Bruckners „Romantische“ Symphonie ist eines seiner bekanntesten Werke. Die neue kritische Ausgabe bezieht erstmals alle erhaltenen handschriftlichen Quellen und rekonstruiert die Fassung der Erstaufführung 1881.
Bruckners IV. Symphonie ist seit langer Zeit eines seiner populärsten Werke. Obwohl sie fast jedem Musikliebhaber bekannt ist, blieben wichtige Aspekte ihrer Geschichte und ihres musikalischen Textes über Jahrzehnte ziemlich mysteriös. Das könnte sich jetzt ändern: Die neue kritische Ausgabe der zweiten Fassung der Symphonie ist die erste, die auf einer intensiven, vergleichenden Untersuchung aller erhaltenen handschriftlichen Quellen basiert, einschließlich der Partitur und Orchesterstimmen der Erstaufführung der Wiener Philharmoniker unter Hans Richter am 20. Februar 1881. Daher unterscheidet sich diese Ausgabe in wichtigen Punkten von den bisher vorhandenen dieser Fassung durch Robert Haas bzw. Leopold Nowak.
Die neue Ausgabe stellt jene Fassung der Symphonie dar, in der sie bei ihrer Erstaufführung 1881 gespielt wurde. Der musikalische Text enthält daher einige Änderungen, die während der Proben gemacht und vom Komponisten eindeutig als Verbesserungen angesehen worden waren. Bruckners späte Ergänzungen zur Instrumentierung einiger Passagen im Jahr 1886 sind jedoch nicht in den Haupttext eingebaut. Natürlich korrigiert die neue Ausgabe auch einige falsche Noten bzw. missdeutete Notationen, wie sie in älteren Partituren stehen.
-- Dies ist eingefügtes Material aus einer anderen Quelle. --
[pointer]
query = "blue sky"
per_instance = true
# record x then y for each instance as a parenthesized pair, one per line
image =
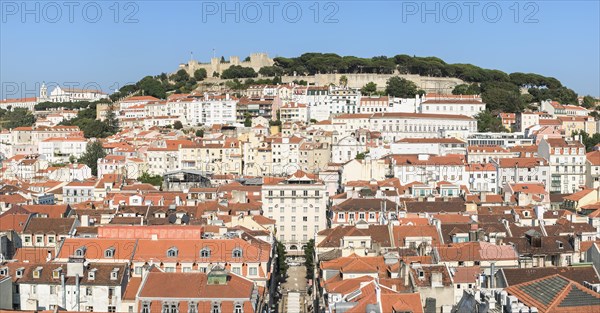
(89, 44)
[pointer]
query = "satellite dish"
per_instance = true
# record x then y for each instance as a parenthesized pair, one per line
(185, 219)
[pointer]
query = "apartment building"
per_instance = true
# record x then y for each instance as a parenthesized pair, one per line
(298, 204)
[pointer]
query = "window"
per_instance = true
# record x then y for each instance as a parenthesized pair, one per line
(237, 253)
(205, 253)
(109, 253)
(172, 252)
(238, 308)
(80, 252)
(216, 308)
(253, 271)
(192, 307)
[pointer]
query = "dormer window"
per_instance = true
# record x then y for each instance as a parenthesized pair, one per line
(80, 252)
(114, 274)
(109, 253)
(37, 272)
(92, 274)
(205, 253)
(172, 252)
(56, 273)
(238, 308)
(237, 253)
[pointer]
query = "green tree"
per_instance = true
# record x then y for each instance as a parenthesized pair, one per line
(200, 74)
(401, 88)
(488, 122)
(588, 102)
(344, 81)
(281, 256)
(155, 180)
(17, 117)
(369, 89)
(152, 87)
(466, 89)
(93, 152)
(309, 257)
(589, 141)
(111, 120)
(247, 120)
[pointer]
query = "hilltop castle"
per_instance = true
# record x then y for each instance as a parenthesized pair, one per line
(257, 60)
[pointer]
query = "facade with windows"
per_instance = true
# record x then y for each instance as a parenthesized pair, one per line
(567, 160)
(298, 204)
(100, 287)
(218, 291)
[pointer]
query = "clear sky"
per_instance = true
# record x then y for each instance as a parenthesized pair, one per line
(107, 45)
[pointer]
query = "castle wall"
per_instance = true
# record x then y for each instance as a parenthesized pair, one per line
(257, 60)
(429, 84)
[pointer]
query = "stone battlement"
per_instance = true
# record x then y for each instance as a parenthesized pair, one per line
(257, 60)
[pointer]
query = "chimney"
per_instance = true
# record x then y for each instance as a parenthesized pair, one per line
(85, 220)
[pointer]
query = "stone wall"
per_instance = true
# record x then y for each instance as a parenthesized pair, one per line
(257, 60)
(429, 84)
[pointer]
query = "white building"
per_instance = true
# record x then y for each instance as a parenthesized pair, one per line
(69, 94)
(452, 105)
(567, 161)
(298, 205)
(60, 150)
(26, 103)
(294, 112)
(522, 170)
(554, 108)
(78, 191)
(99, 289)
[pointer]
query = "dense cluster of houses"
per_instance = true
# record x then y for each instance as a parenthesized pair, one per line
(410, 208)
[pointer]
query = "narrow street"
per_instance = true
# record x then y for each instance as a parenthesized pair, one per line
(294, 291)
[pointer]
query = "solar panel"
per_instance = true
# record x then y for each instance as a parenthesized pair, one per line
(546, 290)
(577, 297)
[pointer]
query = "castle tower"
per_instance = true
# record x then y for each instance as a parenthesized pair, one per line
(44, 91)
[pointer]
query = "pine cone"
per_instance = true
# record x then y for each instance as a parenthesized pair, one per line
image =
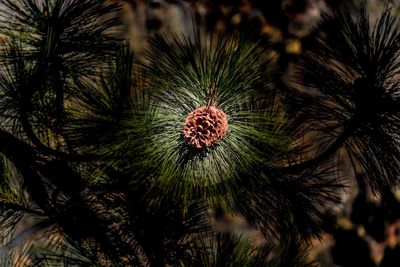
(205, 126)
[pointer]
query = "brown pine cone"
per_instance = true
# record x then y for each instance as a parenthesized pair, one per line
(205, 126)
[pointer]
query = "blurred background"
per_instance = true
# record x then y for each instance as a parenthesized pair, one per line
(366, 228)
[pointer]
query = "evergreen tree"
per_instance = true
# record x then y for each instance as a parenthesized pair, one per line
(115, 159)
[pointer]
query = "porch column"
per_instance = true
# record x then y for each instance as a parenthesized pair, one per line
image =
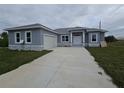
(83, 38)
(71, 39)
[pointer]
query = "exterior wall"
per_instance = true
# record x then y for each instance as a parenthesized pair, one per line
(94, 44)
(51, 38)
(36, 44)
(62, 44)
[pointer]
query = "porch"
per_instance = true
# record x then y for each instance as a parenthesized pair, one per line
(77, 38)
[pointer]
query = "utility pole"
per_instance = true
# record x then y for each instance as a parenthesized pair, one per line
(100, 24)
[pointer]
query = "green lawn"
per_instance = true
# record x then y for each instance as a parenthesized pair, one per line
(111, 59)
(12, 59)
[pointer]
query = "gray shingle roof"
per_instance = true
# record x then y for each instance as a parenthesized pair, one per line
(66, 30)
(32, 26)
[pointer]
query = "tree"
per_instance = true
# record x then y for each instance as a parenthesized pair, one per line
(4, 40)
(110, 38)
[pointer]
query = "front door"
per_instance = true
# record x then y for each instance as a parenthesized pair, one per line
(76, 40)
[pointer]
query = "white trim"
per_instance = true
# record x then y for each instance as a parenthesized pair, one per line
(96, 37)
(50, 35)
(26, 37)
(64, 41)
(16, 38)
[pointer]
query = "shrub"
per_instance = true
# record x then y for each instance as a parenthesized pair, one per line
(110, 39)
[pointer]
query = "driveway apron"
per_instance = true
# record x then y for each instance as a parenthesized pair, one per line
(65, 67)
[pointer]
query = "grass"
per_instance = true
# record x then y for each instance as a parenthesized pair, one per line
(111, 59)
(12, 59)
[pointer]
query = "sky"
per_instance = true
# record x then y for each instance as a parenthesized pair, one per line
(69, 15)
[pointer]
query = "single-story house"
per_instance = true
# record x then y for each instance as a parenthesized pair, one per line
(38, 37)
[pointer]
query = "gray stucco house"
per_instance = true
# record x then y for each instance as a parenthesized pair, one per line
(38, 37)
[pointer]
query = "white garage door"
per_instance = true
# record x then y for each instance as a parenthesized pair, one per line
(50, 41)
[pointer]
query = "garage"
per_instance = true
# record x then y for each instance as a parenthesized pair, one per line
(50, 41)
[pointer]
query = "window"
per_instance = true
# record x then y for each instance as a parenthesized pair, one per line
(17, 37)
(64, 38)
(28, 37)
(94, 37)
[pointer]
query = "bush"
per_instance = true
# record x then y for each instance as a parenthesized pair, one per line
(110, 39)
(4, 40)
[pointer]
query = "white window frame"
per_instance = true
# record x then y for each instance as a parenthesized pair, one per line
(65, 36)
(26, 37)
(16, 37)
(96, 37)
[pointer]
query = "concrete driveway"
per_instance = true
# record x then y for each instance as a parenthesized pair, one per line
(65, 67)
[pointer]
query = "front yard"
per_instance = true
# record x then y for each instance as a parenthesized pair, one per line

Im Gegensatz zur Haas-Ausgabe enthält die Neuausgabe die musikalisch wichtigen Taktwechsel im Finale, wie sie erstmals bei der Aufführung 1881 verwendet wurden. Außerdem erklärt und verdeutlicht sie Bruckners beabsichtigtes Temposchema, das in den beiden vorhergehenden Ausgaben nicht klar dargestellt ist. Folglich wird die neue Ausgabe dazu beitragen, dass künftige Aufführungen die miteinander verbundenen Tempi realisieren, die diese außergewöhnlich komplexe musikalische Struktur gliedern und für ihre volle Wirkung unerlässlich sind.
Der Editionsbericht der Ausgabe erörtert detaillierter und genauer denn je zuvor Bruckners Kompositions- und Revisionsprozess dieser Fassung seit ihrem Entstehen 1877 über die Erstaufführung von 1881 und die letztmaligen Änderungen von 1886. Erstmals wird vor allem die komplexe Abfolge an Revisionen erklärt, die Bruckner am Ende der Durchführung und zu Beginn der Reprise des Finales vor und nach der Erstaufführung vornahm. Der Anhang der Ausgabe enthält die Variante dieser Passage, wie Bruckner sie in den Jahren 1880 und 1881 versuchte. Ebenso sind eine aus dem Andante gestrichene Stelle sowie alle Änderungen Bruckners von 1886 im Anhang abgedruckt. Die frühen Lesarten mehrerer Passagen, die der Komponist 1881 revidiert hatte, werden ebenfalls im Editionsbericht beschrieben.
Aus all diesen Gründen ist diese neue kritische Ausgabe bislang sicher die klarste und umfassendste Darstellung des Notentextes und der Kompositionsgeschichte der meist gespielten Fassung dieser beliebten, aber teils immer noch missverstandenen Symphonie.